В-третьих, это для Пекина очень серьезный аргумент. Несмотря на значительный рост китайско-турецкого товарооборота, между Турцией и Китаем сохраняется целый комплекс серьезных противоречий. Никуда не делся и опыт неудачной попытки установления серьезных контактов между Эрдоганом и Си Цзиньпином в 2015—2016 годах. Существует мнение, что для турецкого лидера это обернулось июльским заговором и военным «недоворотом» 2016 года, а для китайской — арестом в начале марта 2018 года одного из крупнейших бизнесменов, главы финансово-нефтяной компании CEFC (China Energy Company Limited) Е Цзяньмина. Очень многие эксперты на Западе связывают эти события с недовольством рвущихся к власти в США как раз в эти дни радикально-либеральных кланов во главе с Джо Байденом. Не секрет, что его интересы представлены не только в Турции, где их продвигает оппозиция, рассыпающаяся сейчас в поздравлениях «избранному президенту Байдену», но и в Китае, где никуда не делись определенные элитные группы, связанные с верхами комсомола. Данная информация требует внимания хотя бы потому, что арест Е Цзяньмина очень похоже что был приурочен к открытию сессии ВСНП, которая именно тогда, в марте 2018 года, решала вопрос о конституционной реформе и отмене ограничений в два срока на пребывание лидера партии и страны у власти. Подобрали время, когда Си Цзиньпину было явно не до того.

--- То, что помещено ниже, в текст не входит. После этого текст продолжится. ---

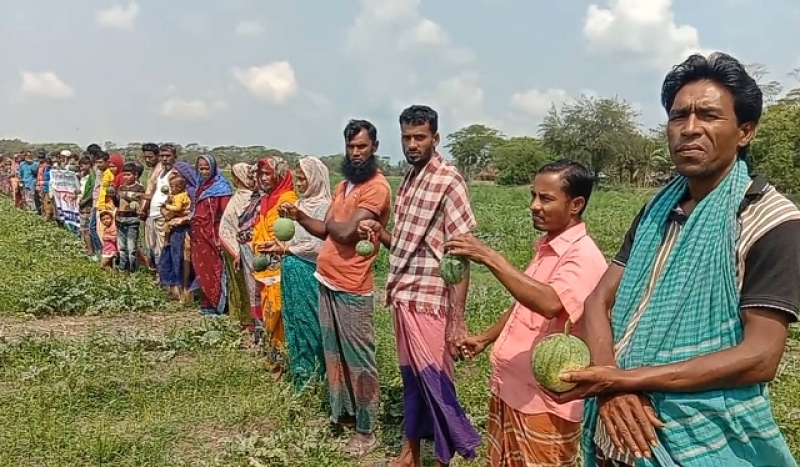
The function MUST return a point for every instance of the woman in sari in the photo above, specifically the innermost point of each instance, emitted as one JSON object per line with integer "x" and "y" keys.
{"x": 212, "y": 198}
{"x": 174, "y": 267}
{"x": 238, "y": 294}
{"x": 276, "y": 182}
{"x": 299, "y": 289}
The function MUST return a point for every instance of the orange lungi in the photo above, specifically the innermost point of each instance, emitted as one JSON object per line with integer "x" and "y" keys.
{"x": 517, "y": 439}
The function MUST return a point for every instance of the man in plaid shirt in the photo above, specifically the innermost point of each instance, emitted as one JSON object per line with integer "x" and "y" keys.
{"x": 432, "y": 206}
{"x": 346, "y": 286}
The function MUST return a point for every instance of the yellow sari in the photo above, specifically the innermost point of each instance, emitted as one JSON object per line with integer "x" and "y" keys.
{"x": 263, "y": 231}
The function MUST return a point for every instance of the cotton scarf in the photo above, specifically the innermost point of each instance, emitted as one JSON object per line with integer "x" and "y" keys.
{"x": 216, "y": 185}
{"x": 693, "y": 310}
{"x": 318, "y": 193}
{"x": 229, "y": 225}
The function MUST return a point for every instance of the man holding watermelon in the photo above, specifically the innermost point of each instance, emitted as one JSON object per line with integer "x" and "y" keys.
{"x": 526, "y": 427}
{"x": 689, "y": 323}
{"x": 432, "y": 203}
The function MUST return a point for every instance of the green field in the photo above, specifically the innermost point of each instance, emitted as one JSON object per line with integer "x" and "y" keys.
{"x": 144, "y": 383}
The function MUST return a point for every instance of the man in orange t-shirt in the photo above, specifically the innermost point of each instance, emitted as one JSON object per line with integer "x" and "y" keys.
{"x": 526, "y": 426}
{"x": 346, "y": 293}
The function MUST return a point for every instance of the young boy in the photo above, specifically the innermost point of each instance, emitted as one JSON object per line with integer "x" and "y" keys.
{"x": 109, "y": 237}
{"x": 48, "y": 208}
{"x": 128, "y": 223}
{"x": 178, "y": 203}
{"x": 85, "y": 175}
{"x": 178, "y": 206}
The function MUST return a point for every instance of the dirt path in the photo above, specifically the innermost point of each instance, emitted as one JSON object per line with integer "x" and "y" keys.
{"x": 154, "y": 325}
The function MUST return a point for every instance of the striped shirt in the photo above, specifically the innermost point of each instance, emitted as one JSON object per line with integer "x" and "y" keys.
{"x": 768, "y": 267}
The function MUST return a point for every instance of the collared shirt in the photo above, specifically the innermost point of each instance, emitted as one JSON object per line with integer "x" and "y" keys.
{"x": 572, "y": 265}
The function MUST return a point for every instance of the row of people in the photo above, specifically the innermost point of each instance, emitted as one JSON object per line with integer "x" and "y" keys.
{"x": 685, "y": 326}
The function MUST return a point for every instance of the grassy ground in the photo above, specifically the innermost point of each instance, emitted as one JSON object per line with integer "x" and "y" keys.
{"x": 122, "y": 387}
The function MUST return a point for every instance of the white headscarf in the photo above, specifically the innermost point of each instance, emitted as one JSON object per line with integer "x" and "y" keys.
{"x": 315, "y": 202}
{"x": 318, "y": 193}
{"x": 229, "y": 225}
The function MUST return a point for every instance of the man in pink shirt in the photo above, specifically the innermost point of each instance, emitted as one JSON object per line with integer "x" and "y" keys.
{"x": 526, "y": 427}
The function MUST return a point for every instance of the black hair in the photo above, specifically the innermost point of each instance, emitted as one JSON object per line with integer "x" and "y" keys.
{"x": 133, "y": 168}
{"x": 576, "y": 178}
{"x": 721, "y": 68}
{"x": 420, "y": 115}
{"x": 169, "y": 147}
{"x": 354, "y": 127}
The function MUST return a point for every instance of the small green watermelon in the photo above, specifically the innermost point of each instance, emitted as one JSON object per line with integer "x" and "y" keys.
{"x": 284, "y": 229}
{"x": 365, "y": 248}
{"x": 556, "y": 354}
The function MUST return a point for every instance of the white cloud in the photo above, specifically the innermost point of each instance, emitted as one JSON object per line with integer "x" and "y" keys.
{"x": 249, "y": 28}
{"x": 642, "y": 30}
{"x": 404, "y": 43}
{"x": 537, "y": 103}
{"x": 274, "y": 82}
{"x": 191, "y": 109}
{"x": 44, "y": 84}
{"x": 118, "y": 17}
{"x": 193, "y": 23}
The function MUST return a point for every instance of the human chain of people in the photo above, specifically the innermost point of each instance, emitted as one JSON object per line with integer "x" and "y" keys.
{"x": 660, "y": 358}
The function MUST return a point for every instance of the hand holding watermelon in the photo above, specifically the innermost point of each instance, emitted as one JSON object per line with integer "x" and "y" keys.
{"x": 469, "y": 247}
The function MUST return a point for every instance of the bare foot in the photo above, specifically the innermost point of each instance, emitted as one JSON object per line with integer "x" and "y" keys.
{"x": 360, "y": 445}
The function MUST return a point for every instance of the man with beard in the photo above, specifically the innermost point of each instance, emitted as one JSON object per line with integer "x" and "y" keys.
{"x": 346, "y": 298}
{"x": 153, "y": 244}
{"x": 526, "y": 427}
{"x": 432, "y": 206}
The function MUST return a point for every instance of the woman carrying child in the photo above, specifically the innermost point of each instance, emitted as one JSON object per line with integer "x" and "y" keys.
{"x": 173, "y": 267}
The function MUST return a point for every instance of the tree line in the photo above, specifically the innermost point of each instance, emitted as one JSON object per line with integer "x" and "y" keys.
{"x": 605, "y": 134}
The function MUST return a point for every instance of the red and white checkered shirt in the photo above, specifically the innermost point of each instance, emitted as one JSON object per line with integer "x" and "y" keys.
{"x": 431, "y": 207}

Но главное противоречие между Анкарой и Пекином, дающее о себе знать с тех пор, — резкая активизация критики Эрдоганом, даже вопреки мнению своих партнеров во власти, китайской политики в Синьцзян-Уйгурском автономном районе (СУАР), в котором местный коренной этнос представлен тюрками-уйгурами. Значительные усилия, предпринятые центральным правительством КНР и властями Синьцзяна по развитию региона, натыкаются на османско-имперские амбиции турецкого лидера, которые он распространяет на весь Ближний и Средний Восток и в первую очередь — на тюркский мир. Симпатии Эрдогана однозначно находятся на стороне уйгурского сепаратизма, и в Пекине не могут этого не учитывать. Второе важное противоречие, по утверждению специалистов, естественная конкуренция Турции и Китая как крупнейших мировых товаропроизводителей, продукция которых распространяется по всему миру — от Европы и России до Средней Азии и даже Африки. Имеется и еще одно противоречие, которое сталкивает Анкару, считающую себя, повторим это, лидером тюркоязычного мира, и Пекин в Средней Азии, где две страны борются за доступ к богатым сырьевым ресурсам энергоносителей. Темпы развития китайской экономики диктуют расширение энергопотребления, а для Турции, с ее стороны, помимо регионального влияния, важен и собственный маршрут нефтяного и газового экспорта в противоположном от Китая направлении на Запад.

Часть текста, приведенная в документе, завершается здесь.